Nein, das Mädchen nutzte die Gelegenheit, um davonzulaufen, und er ist dann auch abgehauen.

Wie fühlt man sich bei so etwas?

Es war insofern cool, als meine Frau das gesehen hat. Damit habe ich schön Eindruck bei ihr geschunden. Aber ich selbst fühlte mich nicht so toll. Das waren drei Sekunden, in denen ich keinerlei Angst hatte, danach lief ich zwei Stunden lang mit schlotternden Knien herum. Also, um es hiermit festzuhalten: Ich bin kein Held. Mein Bruder ist einer.

Was macht der?

Er ist Polizist. Ich habe auch Freunde, die beim Militär sind. Die sind ebenfalls Helden für mich. Jeder, der selbstlos seinen Arsch riskiert, um anderen zu helfen und sie zu beschützen, aber in der Regel keinen Dank dafür bekommt, der tut etwas Heroisches. Ein anderes Beispiel ist Russell Wilson, der Quarterback der Seattle Seahawks. Nicht nur weil er ein fähiger Spielführer ist, sondern weil er auch versucht, der Gesellschaft etwas zurückzugeben. Zum Beispiel wenn er Kinder im Krankenhaus besucht.

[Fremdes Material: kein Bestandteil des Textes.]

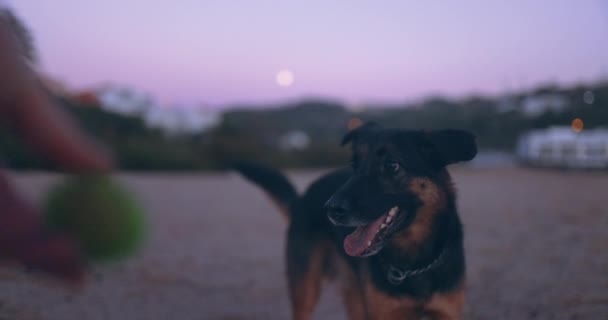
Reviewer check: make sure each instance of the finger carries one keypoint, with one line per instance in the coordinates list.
(24, 239)
(53, 133)
(27, 108)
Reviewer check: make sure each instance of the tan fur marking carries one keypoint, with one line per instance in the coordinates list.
(305, 292)
(441, 306)
(352, 292)
(433, 199)
(447, 306)
(384, 307)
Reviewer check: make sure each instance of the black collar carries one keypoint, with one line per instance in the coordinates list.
(396, 275)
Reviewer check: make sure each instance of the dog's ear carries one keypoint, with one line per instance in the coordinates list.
(444, 147)
(359, 131)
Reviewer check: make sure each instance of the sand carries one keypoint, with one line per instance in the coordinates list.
(536, 244)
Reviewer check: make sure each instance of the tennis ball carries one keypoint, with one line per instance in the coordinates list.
(100, 214)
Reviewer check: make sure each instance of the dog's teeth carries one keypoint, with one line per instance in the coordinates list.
(393, 211)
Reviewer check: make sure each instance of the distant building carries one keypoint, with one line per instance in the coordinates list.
(127, 101)
(562, 147)
(294, 140)
(181, 119)
(124, 100)
(533, 106)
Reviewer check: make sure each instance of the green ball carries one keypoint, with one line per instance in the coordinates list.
(100, 214)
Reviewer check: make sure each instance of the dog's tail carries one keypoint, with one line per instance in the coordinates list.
(273, 182)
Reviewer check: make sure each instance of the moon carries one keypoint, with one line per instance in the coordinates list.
(285, 78)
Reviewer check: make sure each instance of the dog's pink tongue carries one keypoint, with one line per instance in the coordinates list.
(356, 242)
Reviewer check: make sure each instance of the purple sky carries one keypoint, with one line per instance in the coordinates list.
(221, 52)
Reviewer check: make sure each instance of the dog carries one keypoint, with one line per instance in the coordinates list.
(387, 226)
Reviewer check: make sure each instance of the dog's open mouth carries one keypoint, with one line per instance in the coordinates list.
(368, 239)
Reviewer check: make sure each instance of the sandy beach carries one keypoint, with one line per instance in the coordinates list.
(536, 244)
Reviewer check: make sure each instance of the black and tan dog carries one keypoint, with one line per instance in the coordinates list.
(387, 227)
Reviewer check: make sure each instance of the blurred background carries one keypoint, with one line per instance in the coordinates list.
(195, 85)
(180, 90)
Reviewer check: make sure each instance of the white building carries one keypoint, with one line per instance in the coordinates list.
(124, 100)
(535, 105)
(181, 119)
(562, 147)
(294, 140)
(175, 119)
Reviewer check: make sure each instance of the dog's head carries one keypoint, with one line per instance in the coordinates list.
(391, 170)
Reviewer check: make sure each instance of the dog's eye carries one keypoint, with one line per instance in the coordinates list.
(391, 167)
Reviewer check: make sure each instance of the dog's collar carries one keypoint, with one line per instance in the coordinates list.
(396, 275)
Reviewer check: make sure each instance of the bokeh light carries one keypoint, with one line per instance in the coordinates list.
(588, 97)
(577, 125)
(285, 78)
(354, 123)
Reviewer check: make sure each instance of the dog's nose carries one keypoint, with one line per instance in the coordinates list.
(337, 208)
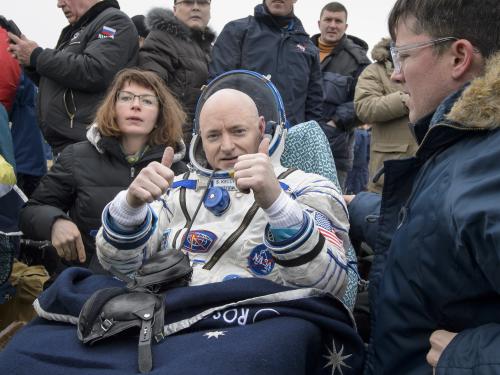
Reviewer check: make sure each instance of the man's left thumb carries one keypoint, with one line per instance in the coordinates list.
(264, 146)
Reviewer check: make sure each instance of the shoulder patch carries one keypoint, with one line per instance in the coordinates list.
(261, 261)
(199, 241)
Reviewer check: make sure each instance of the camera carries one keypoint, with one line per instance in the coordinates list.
(10, 26)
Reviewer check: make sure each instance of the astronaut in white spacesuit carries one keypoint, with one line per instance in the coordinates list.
(258, 218)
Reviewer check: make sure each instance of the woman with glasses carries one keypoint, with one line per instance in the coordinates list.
(178, 50)
(137, 120)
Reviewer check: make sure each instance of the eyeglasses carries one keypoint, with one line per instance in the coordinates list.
(190, 3)
(396, 52)
(146, 100)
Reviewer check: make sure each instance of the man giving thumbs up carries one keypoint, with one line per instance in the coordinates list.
(291, 226)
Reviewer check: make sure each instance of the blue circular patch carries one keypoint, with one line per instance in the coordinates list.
(261, 261)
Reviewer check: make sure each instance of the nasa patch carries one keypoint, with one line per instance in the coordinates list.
(164, 239)
(261, 261)
(199, 241)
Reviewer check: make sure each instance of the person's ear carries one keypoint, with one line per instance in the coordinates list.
(463, 58)
(262, 126)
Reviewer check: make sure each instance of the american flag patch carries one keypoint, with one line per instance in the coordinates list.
(325, 227)
(107, 32)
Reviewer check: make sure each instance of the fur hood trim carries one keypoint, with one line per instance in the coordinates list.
(165, 20)
(479, 105)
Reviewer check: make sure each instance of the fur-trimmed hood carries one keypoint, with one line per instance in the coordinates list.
(165, 20)
(479, 105)
(381, 52)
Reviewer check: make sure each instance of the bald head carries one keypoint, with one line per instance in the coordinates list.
(226, 101)
(230, 126)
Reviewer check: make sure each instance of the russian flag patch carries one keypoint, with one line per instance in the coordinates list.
(107, 33)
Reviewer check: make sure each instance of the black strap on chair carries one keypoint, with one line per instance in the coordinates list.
(138, 305)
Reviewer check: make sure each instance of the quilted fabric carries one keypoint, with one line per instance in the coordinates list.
(307, 148)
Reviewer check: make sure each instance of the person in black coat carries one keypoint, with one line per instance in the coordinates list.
(73, 77)
(138, 119)
(177, 48)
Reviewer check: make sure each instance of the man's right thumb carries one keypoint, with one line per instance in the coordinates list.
(168, 157)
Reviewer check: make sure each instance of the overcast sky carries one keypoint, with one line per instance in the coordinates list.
(42, 21)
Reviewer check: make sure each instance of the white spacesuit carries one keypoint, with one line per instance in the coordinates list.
(230, 236)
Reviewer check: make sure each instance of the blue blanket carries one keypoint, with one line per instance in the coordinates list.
(241, 326)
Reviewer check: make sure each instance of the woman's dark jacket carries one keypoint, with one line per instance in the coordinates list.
(180, 56)
(437, 240)
(86, 176)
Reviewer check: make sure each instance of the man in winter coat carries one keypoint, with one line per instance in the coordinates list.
(435, 285)
(381, 102)
(343, 58)
(177, 48)
(99, 41)
(273, 42)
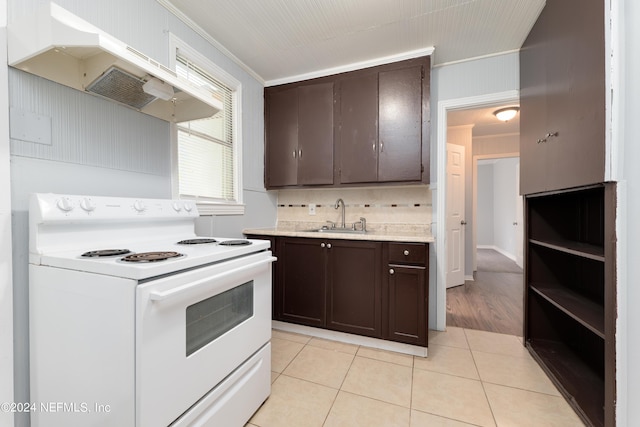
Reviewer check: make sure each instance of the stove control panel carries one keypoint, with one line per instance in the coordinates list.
(58, 207)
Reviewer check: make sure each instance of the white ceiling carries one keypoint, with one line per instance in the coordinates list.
(284, 40)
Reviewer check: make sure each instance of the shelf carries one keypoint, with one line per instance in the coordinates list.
(584, 250)
(585, 389)
(584, 311)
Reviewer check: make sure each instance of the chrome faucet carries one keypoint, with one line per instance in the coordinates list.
(336, 207)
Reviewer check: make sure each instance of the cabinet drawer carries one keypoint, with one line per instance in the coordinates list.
(408, 253)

Und Sie tun selber etwa gar nichts Selbstloses?

Ich breite mein Leben in diesem Interview aus. Reicht das nicht?

Na ja ...

Okay, und ich habe diverse Hollywood-Partys verpasst, weil ich mit meinem Sohn immer wieder „Die Eiskönigin“ anschauen musste. Das sollte jetzt eigentlich reichen. Als Vater bist du doch automatisch ein Inbegriff der Selbstlosigkeit.

Auf jeden Fall besitzen Sie noch eine andere Eigenschaft – Hartnäckigkeit. Denn vor Ihrem Durchbruch mit „Guardians of the Galaxy“ mussten Sie diverse Absagen hinnehmen – zum Beispiel für „Avatar“.

Das können Sie laut sagen. Ich habe mich praktisch für alles beworben. Alles! Sie können davon ausgehen, dass ich für jeden Film vorgesprochen habe, in dem ich nicht zu sehen bin. „Avatar“ ist eines von den wenigen Beispielen, das publik geworden ist.

Mit welchen Psychotricks haben Sie sich dann wieder Mut gemacht?

Es gibt dafür keine Tricks oder Rezepte. Du brauchst den Glauben an dich selbst und eine Begeisterungsfähigkeit, mit der du den Rest der Menschheit ansteckst. Und du musst davon überzeugt sein, dass alle falsch liegen, wenn sie glauben, dass du nicht der Richtige ist.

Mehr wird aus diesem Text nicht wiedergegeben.